NATIONAL AND INTERNATIONAL VERSION WITH TRANSLATION

Friday, March 12, 2010

Retail Sales Rise 0.3 Percent In February

Retail sales posted a surprising increase in February as consumers did not let major snowstorms stop them from storming the malls. The advance, the biggest since November, provided hope that the recovery from the Great Recession is gaining momentum. 

The Commerce Department said Friday that retail sales rose 0.3 percent in February, surpassing expectations that sales would decline by 0.2 percent.

Consumer spending is being watched carefully because it accounts for 70 percent of total economic activity. Economists have been worried that the economic recovery they believe began last summer could falter if consumer spending begins to lag. The better-than-expected February gain could ease those concerns.
Economists are hoping that businesses, which have shed 8.4 million jobs since the recession began in December 2007, will soon start rehiring laid off workers. That would give households the incomes they need to support spending growth. 

Some analysts had suspected that the February retail sales report could offer a surprise on the upside given encouraging news last week from the nation's big retail chains. 

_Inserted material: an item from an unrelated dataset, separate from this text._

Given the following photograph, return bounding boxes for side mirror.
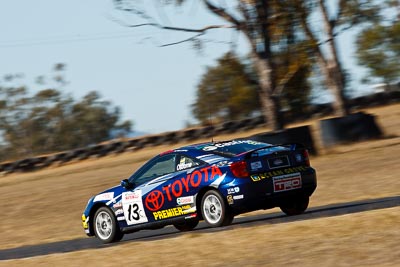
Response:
[121,179,134,189]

The International Council of Shopping Centers had reported that sales jumped 3.7 percent in February compared to a year ago, the biggest gain since November 2007, the month before the recession began. That marked the third consecutive increase. 

Shoppers shrugged off major snowstorms to visit a broad array of merchants from luxury retailer Nordstrom to middlebrow Macy's Inc. to discounter Target Corp. All three chains reported solid sales increases that beat analysts expectations.